Autoregressive Models

Autoregressive models use a self-supervised training method that involves predicting the next word in a sequence, similar to a “language completion” task.

Given a sequence of words $x = [x_1, \dots, x_T]$ , an autoregressive language model maximizes the likelihood by a forward autoregressive factorization:
$\max_{\theta} \log p_{\theta}(x) =$ $\sum_{t=1}^{T} \log p_{\theta}(x_t | x_{<t}) =$ $\sum_{t=1}^{T} \log \frac{\exp(h_{\theta}(x_{1:t-1})^T e(x_t))}{\sum_{x'} \exp(h_{\theta}(x_{1:t-1})^T e(x'))}$
where $h_{\theta}(x_{1:t-1})$ is a contextual representation generated by a neural network, and $e(x)$ represents the embedding of a word.

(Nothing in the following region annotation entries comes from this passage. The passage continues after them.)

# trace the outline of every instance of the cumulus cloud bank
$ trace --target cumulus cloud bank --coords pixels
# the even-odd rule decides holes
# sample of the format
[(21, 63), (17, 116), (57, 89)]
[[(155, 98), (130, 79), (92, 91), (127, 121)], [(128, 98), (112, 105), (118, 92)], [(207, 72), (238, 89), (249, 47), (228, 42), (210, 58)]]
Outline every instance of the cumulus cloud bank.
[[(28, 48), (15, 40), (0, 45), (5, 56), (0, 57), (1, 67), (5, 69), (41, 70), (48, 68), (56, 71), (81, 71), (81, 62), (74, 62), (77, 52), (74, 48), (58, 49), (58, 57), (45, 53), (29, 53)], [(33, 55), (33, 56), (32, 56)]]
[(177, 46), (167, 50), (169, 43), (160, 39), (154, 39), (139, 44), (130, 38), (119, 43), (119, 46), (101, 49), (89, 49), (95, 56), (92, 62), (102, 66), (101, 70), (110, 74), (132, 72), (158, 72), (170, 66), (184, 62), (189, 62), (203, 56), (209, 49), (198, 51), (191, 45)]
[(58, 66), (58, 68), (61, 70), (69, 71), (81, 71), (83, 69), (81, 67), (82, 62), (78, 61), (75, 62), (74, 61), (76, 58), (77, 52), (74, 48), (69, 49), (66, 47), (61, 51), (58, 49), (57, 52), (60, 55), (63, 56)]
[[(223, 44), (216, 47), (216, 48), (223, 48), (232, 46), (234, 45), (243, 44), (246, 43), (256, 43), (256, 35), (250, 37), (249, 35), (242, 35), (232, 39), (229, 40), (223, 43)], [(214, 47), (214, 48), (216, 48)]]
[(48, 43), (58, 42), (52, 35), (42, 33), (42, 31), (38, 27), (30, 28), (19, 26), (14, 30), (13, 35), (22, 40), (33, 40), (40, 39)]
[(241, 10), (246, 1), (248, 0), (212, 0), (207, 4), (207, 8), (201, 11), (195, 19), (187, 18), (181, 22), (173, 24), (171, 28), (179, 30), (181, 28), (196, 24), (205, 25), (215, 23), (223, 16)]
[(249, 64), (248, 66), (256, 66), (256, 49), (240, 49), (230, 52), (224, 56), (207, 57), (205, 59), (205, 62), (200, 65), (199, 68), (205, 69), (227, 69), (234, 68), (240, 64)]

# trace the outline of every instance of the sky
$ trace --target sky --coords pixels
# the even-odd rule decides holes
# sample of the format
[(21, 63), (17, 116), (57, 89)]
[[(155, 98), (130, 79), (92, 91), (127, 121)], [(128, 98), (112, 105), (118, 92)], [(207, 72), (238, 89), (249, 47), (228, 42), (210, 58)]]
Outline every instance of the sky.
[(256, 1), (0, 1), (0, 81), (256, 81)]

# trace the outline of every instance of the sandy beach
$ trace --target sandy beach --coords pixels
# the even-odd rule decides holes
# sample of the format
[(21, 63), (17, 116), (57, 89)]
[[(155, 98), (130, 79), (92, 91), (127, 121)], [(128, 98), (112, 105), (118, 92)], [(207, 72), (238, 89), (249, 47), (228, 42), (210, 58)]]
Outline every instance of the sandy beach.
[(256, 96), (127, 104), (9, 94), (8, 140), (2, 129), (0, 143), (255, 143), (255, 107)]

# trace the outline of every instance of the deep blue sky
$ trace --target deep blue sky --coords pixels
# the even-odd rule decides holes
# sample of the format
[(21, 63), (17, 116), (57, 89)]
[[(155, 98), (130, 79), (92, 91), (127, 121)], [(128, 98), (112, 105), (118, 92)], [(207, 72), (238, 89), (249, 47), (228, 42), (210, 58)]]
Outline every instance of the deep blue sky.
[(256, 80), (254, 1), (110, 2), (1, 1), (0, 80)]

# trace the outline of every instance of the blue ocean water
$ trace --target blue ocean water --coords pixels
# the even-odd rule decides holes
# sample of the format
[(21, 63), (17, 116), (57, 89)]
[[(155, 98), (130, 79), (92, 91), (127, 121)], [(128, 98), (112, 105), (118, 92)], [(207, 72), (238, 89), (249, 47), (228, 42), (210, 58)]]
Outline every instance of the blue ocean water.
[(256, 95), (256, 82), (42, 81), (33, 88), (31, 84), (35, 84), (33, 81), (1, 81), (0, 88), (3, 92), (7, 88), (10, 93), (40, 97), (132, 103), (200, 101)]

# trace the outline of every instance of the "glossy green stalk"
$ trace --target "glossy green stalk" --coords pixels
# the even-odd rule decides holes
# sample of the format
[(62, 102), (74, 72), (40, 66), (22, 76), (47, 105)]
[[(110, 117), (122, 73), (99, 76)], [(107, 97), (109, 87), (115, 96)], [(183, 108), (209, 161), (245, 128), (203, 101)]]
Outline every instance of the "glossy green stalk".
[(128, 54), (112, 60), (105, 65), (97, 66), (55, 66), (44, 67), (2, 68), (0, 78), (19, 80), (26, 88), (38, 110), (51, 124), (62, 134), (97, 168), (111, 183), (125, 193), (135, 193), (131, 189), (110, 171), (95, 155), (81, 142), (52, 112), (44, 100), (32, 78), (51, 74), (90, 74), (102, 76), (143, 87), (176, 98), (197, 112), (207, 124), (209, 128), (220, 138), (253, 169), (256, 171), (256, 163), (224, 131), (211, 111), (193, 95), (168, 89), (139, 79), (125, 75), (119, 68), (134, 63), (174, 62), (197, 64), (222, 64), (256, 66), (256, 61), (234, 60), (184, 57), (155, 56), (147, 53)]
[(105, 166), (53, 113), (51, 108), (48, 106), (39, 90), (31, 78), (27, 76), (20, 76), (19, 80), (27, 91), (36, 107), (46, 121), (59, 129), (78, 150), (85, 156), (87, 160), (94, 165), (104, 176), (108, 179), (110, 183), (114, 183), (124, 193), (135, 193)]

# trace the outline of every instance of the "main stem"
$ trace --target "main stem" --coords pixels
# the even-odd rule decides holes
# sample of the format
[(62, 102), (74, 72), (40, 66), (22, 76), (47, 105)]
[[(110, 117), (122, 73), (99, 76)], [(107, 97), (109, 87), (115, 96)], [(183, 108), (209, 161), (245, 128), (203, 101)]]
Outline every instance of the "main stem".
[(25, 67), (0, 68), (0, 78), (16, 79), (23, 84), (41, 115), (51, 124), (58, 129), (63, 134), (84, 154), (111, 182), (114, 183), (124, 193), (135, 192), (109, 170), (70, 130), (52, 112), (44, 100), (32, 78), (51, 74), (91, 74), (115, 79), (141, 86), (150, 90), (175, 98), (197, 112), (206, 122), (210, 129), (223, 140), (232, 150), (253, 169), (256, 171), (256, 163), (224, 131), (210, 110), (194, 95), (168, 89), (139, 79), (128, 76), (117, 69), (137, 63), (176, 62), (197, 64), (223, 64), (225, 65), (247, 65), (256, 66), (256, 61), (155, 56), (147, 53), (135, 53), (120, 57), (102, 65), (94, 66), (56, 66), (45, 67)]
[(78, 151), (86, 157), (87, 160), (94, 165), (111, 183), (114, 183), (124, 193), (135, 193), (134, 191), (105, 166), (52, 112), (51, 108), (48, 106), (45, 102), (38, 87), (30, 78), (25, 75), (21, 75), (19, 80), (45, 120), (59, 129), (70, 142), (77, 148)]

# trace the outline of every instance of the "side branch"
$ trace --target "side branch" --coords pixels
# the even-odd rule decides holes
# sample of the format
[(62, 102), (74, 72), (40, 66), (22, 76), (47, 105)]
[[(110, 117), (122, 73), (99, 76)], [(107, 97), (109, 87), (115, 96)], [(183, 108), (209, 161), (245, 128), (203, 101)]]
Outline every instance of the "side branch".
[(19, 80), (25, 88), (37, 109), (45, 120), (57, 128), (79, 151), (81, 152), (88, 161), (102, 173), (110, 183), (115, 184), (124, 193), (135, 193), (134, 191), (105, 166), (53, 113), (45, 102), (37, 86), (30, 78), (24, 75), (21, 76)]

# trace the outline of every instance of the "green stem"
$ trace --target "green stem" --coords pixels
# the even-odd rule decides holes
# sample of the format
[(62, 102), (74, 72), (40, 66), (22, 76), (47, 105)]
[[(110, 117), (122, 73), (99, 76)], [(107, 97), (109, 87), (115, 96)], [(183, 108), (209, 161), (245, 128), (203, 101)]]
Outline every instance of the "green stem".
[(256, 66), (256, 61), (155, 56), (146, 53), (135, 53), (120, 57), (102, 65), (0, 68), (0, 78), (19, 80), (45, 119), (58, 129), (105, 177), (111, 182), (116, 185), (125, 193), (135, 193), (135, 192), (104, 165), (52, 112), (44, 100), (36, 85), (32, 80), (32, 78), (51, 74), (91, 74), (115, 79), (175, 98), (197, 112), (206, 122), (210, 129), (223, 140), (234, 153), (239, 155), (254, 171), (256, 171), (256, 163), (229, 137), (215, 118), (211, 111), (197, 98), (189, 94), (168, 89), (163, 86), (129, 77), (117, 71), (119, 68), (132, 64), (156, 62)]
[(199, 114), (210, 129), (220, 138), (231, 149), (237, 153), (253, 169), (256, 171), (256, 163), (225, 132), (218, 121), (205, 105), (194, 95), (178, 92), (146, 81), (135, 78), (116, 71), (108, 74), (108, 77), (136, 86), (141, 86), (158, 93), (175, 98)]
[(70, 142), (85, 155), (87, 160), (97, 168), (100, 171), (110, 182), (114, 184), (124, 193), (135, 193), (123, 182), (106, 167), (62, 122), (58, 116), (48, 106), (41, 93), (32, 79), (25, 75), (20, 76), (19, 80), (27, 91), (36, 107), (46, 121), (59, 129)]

The limitation of this training approach is that it cannot capture all contextual information at once. This becomes problematic in language understanding tasks where full context is needed for proper comprehension.
Autoencoding Models

Autoencoding models use a different self-supervised training strategy, often called the Masked Language Model (MLM), popularized by BERT. During training, random words are masked and the model predicts the missing words from the context. The goal is to reconstruct the masked words $\bar{x}$ from the corrupted sequence $\hat{x}$ :
$\max_{\theta} \log p_{\theta}(\bar{x}|\hat{x}) \approx \sum_{t=1}^{T} m_t \log p_{\theta}(x_t | \hat{x}) =$ $\sum_{t=1}^{T} m_t \log \frac{\exp(H_{\theta}(\hat{x})^T_t e(x_t))}{\sum_{x'} \exp(H_{\theta}(\hat{x})^T_t e(x'))}$
where $m_t = 1$ indicates that $x_t$ was masked, and $H_{\theta}$ represents the hidden representation generated by the Transformer. In this case, the model can capture both past and future context.

However, this creates a mismatch between training and prediction, as the masked tokens do not exist during inference. Furthermore, BERT’s architecture prevents it from modeling joint probabilities directly, unlike autoregressive models.

The authors sought to develop an autoregressive language model that could still leverage the full context for tasks requiring comprehension:

This model is XLNet!

Solving the Problem

Permutation Language Modeling

Permutation Language Modeling is a novel objective introduced by the authors, designed to combine the strengths of autoregressive models (predicting words based on previous context) with those of BERT (capturing bidirectional context).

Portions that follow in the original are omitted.